Musings on Linux, Romance
It’s really hard to install packages when the entire problem is that your computer can’t access the internet in Linux. Somebody needs to put together a reasonably-sized offline Debian package repository. (I searched forever, and all I found was a site with several DVD ISOs, which wasn’t quite what I was looking for.)
Which got me to thinking. Debian-based distros are perhaps the most prevalent flavor of Linux at the moment. Knoppix, Ubuntu, Debian itself…and for good reason, because the package system is so strong. Fedora Core is the only system that comes close to the same depth of package repository. So people everywhere know the name Debian.
But what they don’t know, I’m guessing, is where the Debian name comes from. Back in the early 90s when Linux just started, a guy named Ian invented one of the first GNU/Linux distros, and called it Debian, after his girlfriend (and now wife), Debra. Now people everywhere are talking about Debian packages. The extension, of course, is “.deb”.
Now, that got me to thinking. Isn’t it remarkable that Deb’s name is everywhere? Ian was in the right place at the right time, but he did a lot of work to start up the Debian Project. But now, its name–his name, her name–is referenced literally worldwide by those in the know. Isn’t that sort of…I don’t know the word. Romantic? Isn’t it wonderful that his work has paid off, and not just for him, but in a way, her too? I don’t know. Maybe it’s just me, but I find that sort of romantic. Poetic, perhaps. (Those of you who know me particularly well have seen I’m somewhat of a closet romantic.)
And I particularly enjoyed Monday’s xkcd comic.

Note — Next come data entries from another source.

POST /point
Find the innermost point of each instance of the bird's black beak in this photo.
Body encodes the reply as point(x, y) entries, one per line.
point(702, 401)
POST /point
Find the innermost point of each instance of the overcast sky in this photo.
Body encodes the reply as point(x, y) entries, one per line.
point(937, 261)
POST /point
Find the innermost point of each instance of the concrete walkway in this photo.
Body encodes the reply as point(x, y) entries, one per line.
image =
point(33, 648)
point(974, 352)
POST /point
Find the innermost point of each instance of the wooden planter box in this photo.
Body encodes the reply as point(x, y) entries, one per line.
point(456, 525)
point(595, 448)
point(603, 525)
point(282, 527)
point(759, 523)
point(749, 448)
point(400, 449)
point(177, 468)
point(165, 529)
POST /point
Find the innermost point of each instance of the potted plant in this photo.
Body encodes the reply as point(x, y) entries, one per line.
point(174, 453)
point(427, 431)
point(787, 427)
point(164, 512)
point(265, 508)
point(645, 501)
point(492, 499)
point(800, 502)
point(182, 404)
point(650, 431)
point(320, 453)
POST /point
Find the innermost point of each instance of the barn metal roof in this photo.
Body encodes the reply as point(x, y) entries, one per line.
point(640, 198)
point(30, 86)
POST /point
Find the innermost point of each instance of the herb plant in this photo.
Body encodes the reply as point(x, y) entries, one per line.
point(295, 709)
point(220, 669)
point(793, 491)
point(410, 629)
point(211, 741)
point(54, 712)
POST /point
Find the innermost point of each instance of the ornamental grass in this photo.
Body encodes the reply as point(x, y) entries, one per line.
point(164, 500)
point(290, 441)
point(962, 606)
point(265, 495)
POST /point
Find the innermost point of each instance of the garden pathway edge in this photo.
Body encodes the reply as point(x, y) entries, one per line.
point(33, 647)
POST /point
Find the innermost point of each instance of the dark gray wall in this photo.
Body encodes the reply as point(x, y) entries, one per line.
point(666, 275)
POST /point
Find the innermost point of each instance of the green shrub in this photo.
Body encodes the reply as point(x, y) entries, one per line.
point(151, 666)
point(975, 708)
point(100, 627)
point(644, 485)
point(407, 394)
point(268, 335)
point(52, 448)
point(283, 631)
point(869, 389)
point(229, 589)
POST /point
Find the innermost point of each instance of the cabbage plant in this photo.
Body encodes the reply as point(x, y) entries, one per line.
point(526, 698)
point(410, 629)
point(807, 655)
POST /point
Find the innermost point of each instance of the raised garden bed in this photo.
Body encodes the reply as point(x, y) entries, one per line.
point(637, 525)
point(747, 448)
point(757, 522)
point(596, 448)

I guess it resembles what I want my life to be. I like free thinkers, people who aren’t worried about being different when they want to. But I don’t like people who bill themselves as free thinkers–those are the people who challenge authority just because they dislike it, not because they have any good ideas. The avant-garde artists. The outspoken anarchists and atheists. (Sorry, Dirac; I appreciate your contributions, at any rate.) No, that’s not what I want at all.
More than anything, I want someone to talk about everything with. Someone on my wavelength. And whenever the beats stop–when she comes by at the same speed, with the same frequency–there will be no phase disparity; the interference will only be constructive. And I won’t want to let go.
Please don’t make me let go?
Merry Christmas, Carlosh.
Walking with the winter wonderman…
December 26th, 2006 at 12:42 pmThat was beautiful–I feel the same way and I would probably express myself similarly.
December 26th, 2006 at 1:44 pmYep. Pretty much.